Onore a Lucia Annunziata, che ha scritto sull’Huffington post un pezzo privo di autocensure e timidezze, senza timore di non apparire abbastanza di sinistra. Di più: ha chiesto alle “madamine in parlamento” di parlare, di esporsi, di difendere le donne anche quando è più scomodo, e si rischia di non avere nel guardaroba ideologico nulla di adatto all’occasione, nulla di già noto, impeccabile e rassicurante. Per le donne di sinistra forse è più difficile, ma anche per quelle di destra non è poi tanto semplice, se si vuole aprire una discussione seria. Il tema è l’Islam, inutile girarci intorno, cercando di rifugiarsi nella generica accusa di maschilismo in cui tutti gli aggressori sono grigi, o di ridurre la questione a un problema di teppismo occasionale o di squilibrio di genere (ne ha scritto Politico, un settimanale americano, ripreso dalla Benini sul Foglio).

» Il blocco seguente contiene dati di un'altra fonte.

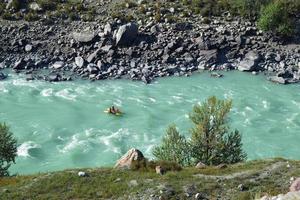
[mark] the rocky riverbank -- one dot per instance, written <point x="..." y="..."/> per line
<point x="159" y="180"/>
<point x="143" y="50"/>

Certo, c’è un problema di maschi soli. Ma non è il punto centrale: se questi uomini senza donne non fossero islamici, se non appartenessero a una cultura antropologica e religiosa che non considera la donna come persona, le violenze non avrebbero assunto la dimensione di massa che è ormai evidente, facendo temere anche una regia centralizzata. Come ha scritto Kamel Daoud su Repubblica, “Il rapporto con la donna rappresenta il nodo gordiano nel mondo di Allah. La donna è negata, uccisa, velata, rinchiusa o posseduta. È l’incarnazione di un desiderio necessario, e per questo ritenuta colpevole di un crimine orribile: la vita. Il corpo della donna è il luogo pubblico della cultura: appartiene a tutti, ma non a lei”.
Non abbiamo mai fino in fondo discusso di questo, nell’Occidente benpensante che al massimo sfoggia i propri sensi di colpa nei confronti di culture altre, ma evita di analizzarle in modo obiettivo, e crede di poter facilmente azzerare tabù radicati che non si disperdono al semplice contatto con il nostro universo dei diritti. La risposta più frequente è annegare la questione islamica (parlo sempre del rapporto tra i sessi) e depotenziarla, assimilandola ad altro. Il velo? Ma anche le nostre nonne lo portavano, almeno in chiesa. Le molestie? Semplice frustrazione maschile. Le spose bambine, la poligamia? Costumi che l’integrazione può superare, e così via.
Oggi per la prima volta siamo di fronte a un nucleo duro della dimensione religiosa musulmana che si dimostra resistente, che si oppone alla nostra cultura in modo frontale, e che le consuete chiavi di lettura non riescono ad affrontare. “Del rifugiato vediamo lo stato ma non la cultura”, scrive ancora Daoud. Dobbiamo cominciare a vederla, e a farlo senza ingenuità. Dobbiamo farlo noi donne.